Release : 9.0.2
Component : UIM - DISCOVERY_SERVER
There were multiple issues that needed to be addressed to achieve this resolution.
- robot (controller) 7.97 memory leak (upgraded to 7.97 HF3 which had the fix for the memory leak)
- Physical memory usage on the Primary and UMP machines was increasing as various C and Java processes appeared to be using up increasing amounts of memory over time. This included the following processes:
- discovery_server
- data_engine
- nis_server
- data_engine 9.0.2 upgraded to 9.0.2 HF3 to handle various issues
- Primary hub physical memory usage was improved (decreased) with various changes we made to core probes and most of them are described here and at first the memory worsened with a few days, and then over time as we made cfg changes it took weeks for the Primary to end up needing a restart but the DS still used up enough memory to warrant a restart of the Primary Hub robot.

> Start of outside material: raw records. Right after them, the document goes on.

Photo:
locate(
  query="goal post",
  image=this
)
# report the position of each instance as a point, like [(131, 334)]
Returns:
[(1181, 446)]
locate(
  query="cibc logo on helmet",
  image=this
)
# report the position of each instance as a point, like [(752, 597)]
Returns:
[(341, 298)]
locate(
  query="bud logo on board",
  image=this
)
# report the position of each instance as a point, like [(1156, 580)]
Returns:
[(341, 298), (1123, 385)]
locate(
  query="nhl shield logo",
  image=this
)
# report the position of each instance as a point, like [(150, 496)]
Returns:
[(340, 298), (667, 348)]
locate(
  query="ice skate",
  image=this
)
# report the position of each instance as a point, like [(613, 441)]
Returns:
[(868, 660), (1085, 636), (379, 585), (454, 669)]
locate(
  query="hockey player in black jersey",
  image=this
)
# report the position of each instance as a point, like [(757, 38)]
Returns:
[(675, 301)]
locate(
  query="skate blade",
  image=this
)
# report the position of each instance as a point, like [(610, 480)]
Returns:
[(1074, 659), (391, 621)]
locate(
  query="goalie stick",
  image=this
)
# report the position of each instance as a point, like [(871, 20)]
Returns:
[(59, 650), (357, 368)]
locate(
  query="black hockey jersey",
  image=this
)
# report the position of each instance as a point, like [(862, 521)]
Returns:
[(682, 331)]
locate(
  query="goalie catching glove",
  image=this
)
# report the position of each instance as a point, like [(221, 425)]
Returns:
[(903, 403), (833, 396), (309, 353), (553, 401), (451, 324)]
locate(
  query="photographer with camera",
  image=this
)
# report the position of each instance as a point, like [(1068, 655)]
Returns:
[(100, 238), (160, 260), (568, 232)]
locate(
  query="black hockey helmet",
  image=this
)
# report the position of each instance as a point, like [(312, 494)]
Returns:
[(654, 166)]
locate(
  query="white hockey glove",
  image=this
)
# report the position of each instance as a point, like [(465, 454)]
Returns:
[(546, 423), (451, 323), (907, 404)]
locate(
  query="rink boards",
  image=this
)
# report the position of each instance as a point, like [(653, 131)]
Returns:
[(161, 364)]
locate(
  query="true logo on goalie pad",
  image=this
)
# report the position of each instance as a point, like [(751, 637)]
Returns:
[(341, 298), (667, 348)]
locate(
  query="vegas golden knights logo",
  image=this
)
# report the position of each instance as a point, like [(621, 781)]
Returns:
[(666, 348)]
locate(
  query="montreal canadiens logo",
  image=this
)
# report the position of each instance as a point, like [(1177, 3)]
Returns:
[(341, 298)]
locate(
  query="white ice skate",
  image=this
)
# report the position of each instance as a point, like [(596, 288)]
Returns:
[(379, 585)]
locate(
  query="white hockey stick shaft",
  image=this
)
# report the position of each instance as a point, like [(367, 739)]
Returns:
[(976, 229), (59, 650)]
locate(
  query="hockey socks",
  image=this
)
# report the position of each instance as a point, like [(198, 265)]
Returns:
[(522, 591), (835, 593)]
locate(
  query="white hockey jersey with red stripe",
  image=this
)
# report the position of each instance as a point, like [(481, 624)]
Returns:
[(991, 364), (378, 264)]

Therefore the discovery_server eventually had to be offloaded from the Primary hub to a child robot of the primary.
Child Robot for DS hardware/resources configured as per recommendation: 2.4 GHz or higher, Quad Core, 4 processors or more, min. 16 GB RAM, SSD Disk.
Other updates to discovery_server.cfg:
- From the discovery_server probe's Raw Configure GUI, select the setup folder, then in the right-hand pane create a new section called nimbusscan
-Select the newly created nimbusscan folder from the left-hand pane, then add the following key value in the right-hand pane:
nis_cache_update_interval_secs = 1800
-The niscache polling interval controls how often the discovery_server probe calls the controller probes' _nis_cache callback to check for niscache changes. Niscache changes are not event driven. The controller needs to be polled on a regular interval to detect any niscache changes.
- data_engine logging had to be decreased from 5 down to 1 due to a discovered/known issue with the log data being added to/held in memory
- Once the DS was offloaded to the child robot of the Primary as described above, the original issue of users not being able to login to UMP was resolved.
- The data_engine memory usage trend is still increasing as more monitoring is being enabled, since the DE holds the S_QOS_DATA table in its memory buffer.
The customer is significantly expanding their UIM monitoring footprint. As an example, the S_QOS_DATA table which is already at 1 million rows/QOS objects+ recently increased within 3 days by ~15k QOS entries apparently due to enabling monitoring for a storage probe. This trend will continue as the customer expands/enables more monitoring (TEST->PROD).